When he’d begun his pupillage some forty years before, his pupilmaster had advised him to dismiss all personal feelings, sentiment or bias when it came to making a judgment on either your client or the case before you. The law was not a profession for the faint-hearted or the romantic, he stressed. However, after abiding by this mantra for four decades, the Lord Chancellor had to admit he’d never come across a case that was so finely balanced. He only wished F.E. Smith was still alive, so he could seek his advice.

On the one hand . . . how he hated those clichéd words. On the one hand, Harry Clifton had been born three weeks before his closest friend, Giles Barrington: fact. On the other hand, Giles Barrington was unquestionably the legitimate son of Sir Hugo Barrington and his lawfully wedded wife, Elizabeth: fact. But that didn’t make him Sir Hugo’s first born, and that was the relevant point of the will.

On the one hand, Maisie Tancock gave birth to Harry on the 28th day of the ninth month after she’d admitted having a dalliance with Sir Hugo Barrington while they were on a works outing to Weston-super-Mare. Fact. On the other hand, Maisie Tancock was married to Arthur Clifton when Harry was born, and the birth certificate stated unequivocally that Arthur was the father of the child. Fact.
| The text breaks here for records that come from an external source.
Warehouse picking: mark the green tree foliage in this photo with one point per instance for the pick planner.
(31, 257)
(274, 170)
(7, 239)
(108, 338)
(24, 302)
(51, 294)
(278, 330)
On the one hand . . . the Lord Chancellor’s thoughts returned to what had taken place in the chamber after the House had finally divided and the members had cast their votes as to whether Giles Barrington or Harry Clifton should inherit the title and all that therein is. He recalled the Chief Whip’s exact words when he announced the result to a packed House.

‘Contents to the right, two hundred and seventy-three votes. Non-contents to the left, two hundred and seventy-three votes.’

Uproar had broken out on the red benches. He accepted that the tied vote had left him with the unenviable task of having to decide who should inherit the Barrington family title, the renowned shipping line, as well as property, land and valuables. If only so much hadn’t rested on his decision when it came to the future of these two young men. Should he be influenced by the fact that Giles Barrington wished to inherit the title and Harry Clifton didn’t? No, he should not. As Lord Preston had pointed out in his persuasive speech from the opposition benches, that would create a bad precedent, even if it was convenient.

On the other hand, if he did come down in favour of Harry . . . he finally dozed off, only to be woken by a gentle tap on the door at the unusually late hour of seven o’clock. He groaned, and his eyes remained closed while he counted the chimes of Big Ben. Only three hours before he had to deliver his verdict, and he still hadn’t made up his mind.

The Lord Chancellor groaned a second time as he placed his feet on the floor, put on his slippers and padded across to the bathroom. Even as he sat in the bath he continued to wrestle with the problem.

Fact. Harry Clifton and Giles Barrington were both colour blind, as was Sir Hugo. Fact. Colour blindness can only be inherited through the female line, so it was nothing more than a coincidence, and should be dismissed as such.

He got out of the bath, dried himself and pulled on a dressing gown. He then slipped out of the bedroom and walked down the thickly carpeted corridor until he reached his study.

The Lord Chancellor picked up a fountain pen and wrote the names ‘Barrington’ and ‘Clifton’ on the top line of the page, under which he began to write the pros and cons of each man’s case. By the time he’d covered three pages in his neat copperplate hand, Big Ben had struck eight times. But still he was none the wiser.